My weekends became more and more based at home. It wasn't that I didn't wanna hang out with my friends but everything we did just didn't feel the same without Rio and seeing the two couples together made daggers of jealousy shoot through me. I was dizzy with how much I missed him and seeing my friends with the men in their lives made me stomach churn. Possibly the hardest thing to do was explain to my dad why I was home for the fifth weekend in a row. Although me Kayla and Carina still had girly nights, I was staying in at least eighty percent more than normal and dad had clocked on.
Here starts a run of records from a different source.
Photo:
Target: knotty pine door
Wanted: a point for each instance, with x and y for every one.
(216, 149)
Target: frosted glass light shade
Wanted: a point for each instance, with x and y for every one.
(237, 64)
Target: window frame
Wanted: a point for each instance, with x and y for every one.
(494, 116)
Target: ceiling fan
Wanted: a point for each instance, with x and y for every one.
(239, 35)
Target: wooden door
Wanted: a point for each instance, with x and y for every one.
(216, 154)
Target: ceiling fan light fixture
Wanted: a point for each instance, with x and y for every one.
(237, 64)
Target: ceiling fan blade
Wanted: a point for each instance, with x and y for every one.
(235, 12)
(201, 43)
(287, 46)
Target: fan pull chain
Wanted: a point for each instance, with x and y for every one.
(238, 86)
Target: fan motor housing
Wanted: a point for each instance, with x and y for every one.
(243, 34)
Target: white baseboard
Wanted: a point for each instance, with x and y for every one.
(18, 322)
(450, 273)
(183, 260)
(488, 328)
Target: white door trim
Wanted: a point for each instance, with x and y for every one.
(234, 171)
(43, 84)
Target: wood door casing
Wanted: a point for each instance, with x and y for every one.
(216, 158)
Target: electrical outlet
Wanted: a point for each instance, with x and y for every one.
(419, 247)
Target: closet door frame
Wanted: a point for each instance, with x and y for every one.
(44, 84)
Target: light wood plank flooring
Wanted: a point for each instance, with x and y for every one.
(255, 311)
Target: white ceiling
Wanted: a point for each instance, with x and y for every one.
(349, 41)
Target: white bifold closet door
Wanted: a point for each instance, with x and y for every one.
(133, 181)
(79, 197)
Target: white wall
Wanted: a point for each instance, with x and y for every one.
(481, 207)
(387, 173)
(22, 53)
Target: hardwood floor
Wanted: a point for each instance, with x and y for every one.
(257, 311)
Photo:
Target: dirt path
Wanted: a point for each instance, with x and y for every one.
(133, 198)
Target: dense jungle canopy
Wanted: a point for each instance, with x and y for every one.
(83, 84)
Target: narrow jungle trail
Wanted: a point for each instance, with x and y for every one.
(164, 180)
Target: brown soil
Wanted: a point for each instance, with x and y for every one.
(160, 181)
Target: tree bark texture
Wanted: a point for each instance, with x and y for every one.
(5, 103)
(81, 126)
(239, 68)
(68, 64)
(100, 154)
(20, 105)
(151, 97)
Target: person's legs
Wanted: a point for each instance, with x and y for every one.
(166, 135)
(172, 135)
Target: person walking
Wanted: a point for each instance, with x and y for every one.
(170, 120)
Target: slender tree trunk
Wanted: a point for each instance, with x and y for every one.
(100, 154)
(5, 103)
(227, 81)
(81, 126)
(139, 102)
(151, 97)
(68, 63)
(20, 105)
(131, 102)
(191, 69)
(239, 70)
"What's going on girl, you’re home way more than usual, and Rio hasn't been here in forever. I usually can’t get him out of here." I laughed at dads comment even as I felt the emptiness in me grow slightly.

"Rio had to go back home for a while daddy, something came up with him family." I said my voice shaking slightly. We were in the front room watching the TV whilst eating dinner and the boys were all out. I was sitting with my knees tucked into my chest with my arms wrapped round my legs hugging myself and I was wearing Rios tracksuit. Dad was sitting in the armchair and looked over at me and that was my undoing. My tears fell before I could even attempt to stop them. I hadn't cried since the day he left, and it had now been six weeks. Dad cursed under his breath and put his plate on the coffee table, he came to sit next to me. I had my head buried in my knees and he pulled me into a tight hug. He let me cry until I had no more tears and I was just silently sobbing. It felt so good to just let out everything. All the emotions I had been bottling up. I didn't wanna put on a fake smile and pretend I was ok anymore. When I had calmed down dad kissed my head still hugging me and started asking questions, I found it surprisingly easy to tell him everything.

"Come on baby love don't cry. Is he not coming back?" he asked first, his voice full of sympathy.

"He says he is but he hasn't even called or text and when I called his phone was off. He’s been gone six weeks" I sobbed and dad nodded stroking my hair.

"Well baby maybe it’s just not meant to be." I shook my head.

"Daddy you don't understand, he asked me to wait for him said he would be a few months. Said he wouldn't leave if he didn't have to. I just don't get it." he sighed heavily

"Chyanne, I’m so sorry your hurting princess, I wish I could take your pain away. Are you gonna wait for him?" Now that was the question. I stared at the TV but I didn't really see it. Finally I answered.